Lately, I've been having to do graduations and Bday makeovers. The more I do other people's make up, the more I realize I can apply make up to other people better than I can to myself. I went back and looked through photos and ITS TRUE!! Most of the time people say its harder. Now I just have to figure out how to apply it that good on myself. GRRR.. Lol Does anyone else have that problem??


----------



## MACForME (Jun 3, 2008)

I do.. 

I understand, that because when we apply it on ourselves, we use the right hand to reach across and do the left side, (vice versa if you're a lefty) which causes application to be uneven. But applying on someone else, you have equal access.. 

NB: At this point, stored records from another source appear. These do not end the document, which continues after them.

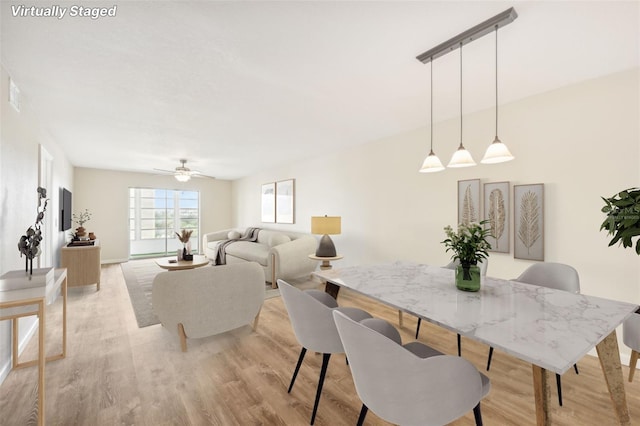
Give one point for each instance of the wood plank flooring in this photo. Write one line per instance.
(117, 373)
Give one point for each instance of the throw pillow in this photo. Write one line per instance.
(277, 239)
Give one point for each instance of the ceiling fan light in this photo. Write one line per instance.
(431, 164)
(497, 152)
(461, 158)
(182, 176)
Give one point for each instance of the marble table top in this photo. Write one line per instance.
(552, 329)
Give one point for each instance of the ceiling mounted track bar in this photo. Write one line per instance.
(500, 20)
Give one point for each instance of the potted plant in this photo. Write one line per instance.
(623, 218)
(184, 237)
(81, 219)
(469, 246)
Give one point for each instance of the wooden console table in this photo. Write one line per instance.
(82, 263)
(22, 296)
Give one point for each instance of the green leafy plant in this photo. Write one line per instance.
(82, 218)
(184, 235)
(623, 218)
(29, 243)
(469, 244)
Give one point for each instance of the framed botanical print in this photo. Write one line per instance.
(468, 201)
(268, 203)
(496, 214)
(528, 221)
(285, 201)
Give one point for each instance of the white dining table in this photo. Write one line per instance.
(551, 329)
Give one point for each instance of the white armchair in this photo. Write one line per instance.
(210, 300)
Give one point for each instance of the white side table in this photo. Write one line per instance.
(332, 289)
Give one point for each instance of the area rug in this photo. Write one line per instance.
(139, 275)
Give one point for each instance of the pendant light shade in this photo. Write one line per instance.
(432, 163)
(497, 152)
(462, 157)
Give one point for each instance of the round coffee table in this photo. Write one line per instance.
(197, 261)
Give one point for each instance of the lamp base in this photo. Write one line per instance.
(326, 247)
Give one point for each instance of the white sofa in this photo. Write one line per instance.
(210, 300)
(282, 254)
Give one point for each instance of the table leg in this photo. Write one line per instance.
(542, 395)
(332, 289)
(609, 356)
(14, 335)
(41, 362)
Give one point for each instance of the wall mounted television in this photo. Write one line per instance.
(65, 210)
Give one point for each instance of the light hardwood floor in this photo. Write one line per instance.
(117, 373)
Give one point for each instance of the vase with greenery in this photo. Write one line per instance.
(81, 219)
(184, 236)
(29, 243)
(623, 218)
(469, 246)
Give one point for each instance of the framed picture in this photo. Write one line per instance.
(285, 199)
(269, 202)
(496, 213)
(528, 221)
(468, 201)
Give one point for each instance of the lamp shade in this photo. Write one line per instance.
(325, 225)
(461, 158)
(497, 152)
(431, 164)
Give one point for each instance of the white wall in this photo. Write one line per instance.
(581, 141)
(20, 136)
(106, 194)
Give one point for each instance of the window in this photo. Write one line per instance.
(155, 215)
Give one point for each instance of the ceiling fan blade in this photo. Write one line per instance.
(165, 171)
(200, 175)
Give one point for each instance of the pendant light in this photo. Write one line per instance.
(462, 157)
(432, 163)
(497, 152)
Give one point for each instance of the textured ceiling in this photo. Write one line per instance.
(237, 87)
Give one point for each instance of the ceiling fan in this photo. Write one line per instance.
(182, 173)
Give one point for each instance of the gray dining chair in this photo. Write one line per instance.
(408, 384)
(631, 338)
(310, 312)
(551, 275)
(453, 265)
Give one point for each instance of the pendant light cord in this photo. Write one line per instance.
(496, 81)
(431, 110)
(461, 145)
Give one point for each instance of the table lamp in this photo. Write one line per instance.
(325, 226)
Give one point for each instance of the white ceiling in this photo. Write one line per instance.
(237, 87)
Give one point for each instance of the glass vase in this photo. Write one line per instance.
(468, 277)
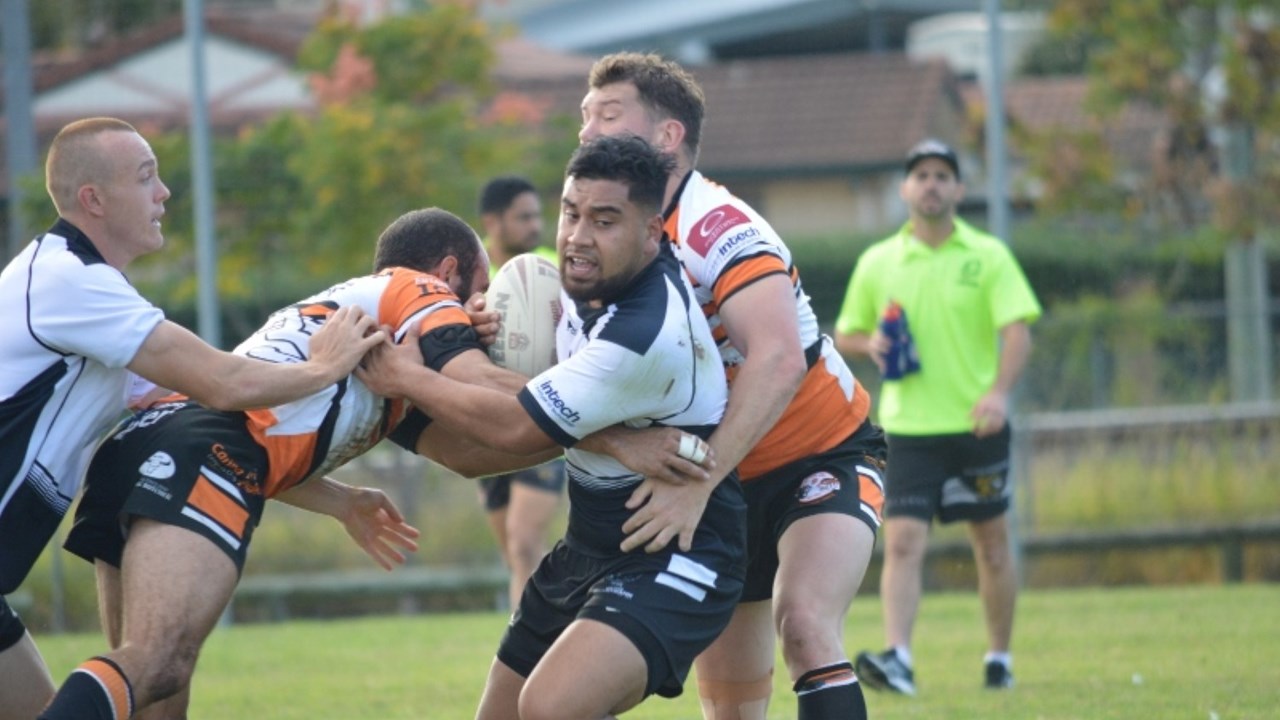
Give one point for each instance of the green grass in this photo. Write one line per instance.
(1193, 652)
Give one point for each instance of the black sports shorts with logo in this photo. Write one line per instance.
(846, 479)
(671, 605)
(182, 465)
(952, 477)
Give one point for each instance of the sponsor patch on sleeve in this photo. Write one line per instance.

 Whenever I do makeup on someone else, its always so even and neat.. on me? not so much..


----------



## Stephie Baby (Jun 3, 2008)

Yea. Its always sooo freakin hard to do my right eye because I'm left handed. I try to blend with my right hand and it just makes things worse.


----------



## x.DOLLYMiX.x (Jun 3, 2008)

This happens to me all time time :O

I was doing makeup for a fashion the the other week there and I was really amazed on how well it turned out and Iam only a beginner lol


----------



## aziajs (Jun 3, 2008)

Quote:

   Originally Posted by *MACForME* 

 
_I do.. 

I understand, that because when we apply it on ourselves, we use the right hand to reach across and do the left side, (vice versa if you're a lefty) which causes application to be uneven. But applying on someone else, you have equal access.._

 
 Quote:

   Originally Posted by *Stephie Baby* 

 
_Yea. Its always sooo freakin hard to do my right eye because I'm left handed. I try to blend with my right hand and it just makes things worse.
	

	
	
		
		

		
		
	


	


_

 
That is so funny.  I am right handed and the makeup and my brows on the left side of my face ALWAYS looks better.  I think reaching across my face helps me.


----------